Nichtzulassungsbeschwerde zu Widerruf bei vollständig erfülltem Verbraucherdarlehen abgewiesen
KI-Zusammenfassung
Der Kläger beantragte die Aussetzung des Verfahrens und erhob Nichtzulassungsbeschwerde gegen den OLG-Beschluss. Streitpunkt war, ob nach vollständiger Erfüllung eines Darlehensvertrags ein Widerrufsrecht nach Art. 14 Abs. 1 RL 2008/48/EG besteht. Der BGH wies Antrag und Beschwerde zurück: Nach EuGH-Rechtsprechung besteht bei vollständiger Erfüllung kein Widerrufsrecht, und die Sache habe keine grundsätzliche Bedeutung.
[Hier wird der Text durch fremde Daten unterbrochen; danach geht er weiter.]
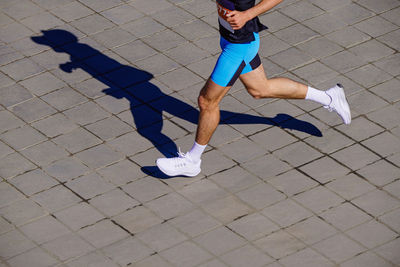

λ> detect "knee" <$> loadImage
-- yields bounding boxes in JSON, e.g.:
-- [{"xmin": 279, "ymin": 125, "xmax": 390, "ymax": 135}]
[
  {"xmin": 197, "ymin": 94, "xmax": 218, "ymax": 111},
  {"xmin": 246, "ymin": 81, "xmax": 273, "ymax": 99}
]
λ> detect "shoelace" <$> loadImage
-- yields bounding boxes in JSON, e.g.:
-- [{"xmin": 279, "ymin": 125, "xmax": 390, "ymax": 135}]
[
  {"xmin": 174, "ymin": 148, "xmax": 188, "ymax": 168},
  {"xmin": 324, "ymin": 92, "xmax": 335, "ymax": 112}
]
Der Kläger trägt die Kosten.
Ausgang: Antrag auf Aussetzung des Verfahrens und Nichtzulassungsbeschwerde des Klägers abgewiesen; Widerruf nach vollständiger Erfüllung des Darlehens ausgeschlossen
Abstrakte Rechtssätze
Ein Widerrufsrecht nach Art. 14 Abs. 1 der Richtlinie 2008/48/EG steht dem Darlehensnehmer nicht zu, wenn der Darlehensvertrag bereits vollständig erfüllt ist.
Die Nichtzulassungsbeschwerde nach § 543 Abs. 2 ZPO ist zurückzuweisen, wenn die Rechtssache keine grundsätzliche Bedeutung hat und die Fortbildung des Rechts sowie die Sicherung einer einheitlichen Rechtsprechung eine Entscheidung des Revisionsgerichts nicht erfordern.
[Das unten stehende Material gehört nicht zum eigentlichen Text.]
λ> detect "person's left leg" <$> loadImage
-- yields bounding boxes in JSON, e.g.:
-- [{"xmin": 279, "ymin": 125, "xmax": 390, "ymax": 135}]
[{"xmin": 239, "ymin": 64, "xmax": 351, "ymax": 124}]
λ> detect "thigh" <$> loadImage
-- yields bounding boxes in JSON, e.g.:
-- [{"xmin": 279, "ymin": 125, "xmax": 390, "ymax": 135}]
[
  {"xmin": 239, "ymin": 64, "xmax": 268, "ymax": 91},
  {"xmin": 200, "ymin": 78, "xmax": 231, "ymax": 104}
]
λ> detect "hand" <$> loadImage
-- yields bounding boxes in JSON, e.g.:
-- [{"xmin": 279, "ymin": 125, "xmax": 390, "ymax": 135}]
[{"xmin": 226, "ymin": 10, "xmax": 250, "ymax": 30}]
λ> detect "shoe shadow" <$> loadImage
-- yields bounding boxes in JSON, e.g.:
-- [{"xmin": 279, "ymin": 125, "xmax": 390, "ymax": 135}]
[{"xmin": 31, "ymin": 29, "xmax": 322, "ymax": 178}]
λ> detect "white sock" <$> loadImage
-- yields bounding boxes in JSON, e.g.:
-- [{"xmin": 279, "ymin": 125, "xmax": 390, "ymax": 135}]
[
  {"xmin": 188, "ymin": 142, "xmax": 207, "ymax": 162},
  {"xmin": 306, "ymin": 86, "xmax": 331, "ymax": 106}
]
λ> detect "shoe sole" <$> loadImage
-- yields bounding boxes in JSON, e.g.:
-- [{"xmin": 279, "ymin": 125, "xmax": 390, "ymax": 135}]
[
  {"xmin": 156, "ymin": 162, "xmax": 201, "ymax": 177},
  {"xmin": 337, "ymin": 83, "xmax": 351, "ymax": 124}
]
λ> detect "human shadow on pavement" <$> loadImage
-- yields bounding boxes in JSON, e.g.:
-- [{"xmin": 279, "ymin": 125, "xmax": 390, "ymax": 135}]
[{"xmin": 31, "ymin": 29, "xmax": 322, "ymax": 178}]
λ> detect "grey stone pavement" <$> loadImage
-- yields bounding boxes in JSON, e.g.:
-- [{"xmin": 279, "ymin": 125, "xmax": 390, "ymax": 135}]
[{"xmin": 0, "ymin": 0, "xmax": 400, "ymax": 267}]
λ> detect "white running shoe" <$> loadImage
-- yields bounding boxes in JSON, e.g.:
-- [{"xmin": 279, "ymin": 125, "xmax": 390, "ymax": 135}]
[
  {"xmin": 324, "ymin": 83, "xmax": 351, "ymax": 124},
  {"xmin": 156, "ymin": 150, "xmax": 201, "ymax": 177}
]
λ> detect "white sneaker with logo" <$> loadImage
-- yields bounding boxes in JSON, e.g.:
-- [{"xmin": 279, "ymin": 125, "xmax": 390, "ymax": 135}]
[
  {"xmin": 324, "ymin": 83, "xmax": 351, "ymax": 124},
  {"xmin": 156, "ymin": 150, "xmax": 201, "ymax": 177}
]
Die Kosten des Beschwerdeverfahrens sind dem unterliegenden Beschwerdeführer aufzuerlegen (§ 97 Abs. 1 ZPO).
Das Revisionsgericht kann in der Entscheidung über die Nichtzulassungsbeschwerde gemäß § 544 Abs. 6 Satz 2 Halbsatz 2 ZPO von einer weiteren Begründung absehen, wenn die Rechtslage eindeutig ist.
Vorinstanzen
vorgehend OLG Stuttgart, 5. Juni 2024, Az: 6 U 427/21
vorgehend LG Stuttgart, 8. September 2021, Az: 21 O 38/21
Tenor
Der Antrag des Klägers auf Aussetzung des Verfahrens wird zurückgewiesen.
Die Nichtzulassungsbeschwerde des Klägers gegen den Beschluss des 6. Zivilsenats des Oberlandesgerichts Stuttgart vom 5. Juni 2024 wird zurückgewiesen, weil die Rechtssache keine grundsätzliche Bedeutung hat und die Fortbildung des Rechts sowie die Sicherung einer einheitlichen Rechtsprechung eine Entscheidung des Revisionsgerichts nicht erfordern (§ 543 Abs. 2 Satz 1 ZPO). Nach den Feststellungen der Vorinstanzen war der Darlehensvertrag bereits vollständig erfüllt, als der Widerruf erklärt wurde. Nach der vollständigen Erfüllung des Darlehensvertrags steht dem Darlehensnehmer nach der Rechtsprechung des Gerichtshofs der Europäischen Union aber kein Widerrufsrecht nach Art. 14 Abs. 1 der Richtlinie 2008/48/EG des Europäischen Parlaments und des Rates vom 23. April 2008 über Verbraucherkreditverträge und zur Aufhebung der Richtlinie 87/102/EWG des Rates (ABl. 2008, L 133, S. 66, berichtigt in ABl. 2009, L 207, S. 14, ABl. 2010, L 199, S. 40 und ABl. 2011, L 234, S. 46) mehr zu (EuGH, Urteil vom 21. Dezember 2023 - C-38/21, C-47/21 und C-232/21, juris Rn. 274 - 279, 292 - BMW Bank u.a.; Senatsurteil vom 28. Januar 2025 - XI ZR 162/21, juris Rn. 12 ff. mwN). Von einer weiteren Begründung wird gemäß § 544 Abs. 6 Satz 2 Halbs. 2 ZPO abgesehen.
Der Kläger trägt die Kosten des Beschwerdeverfahrens (§ 97 Abs. 1 ZPO).
Der Gegenstandswert für das Beschwerdeverfahren beträgt bis 35.000 €.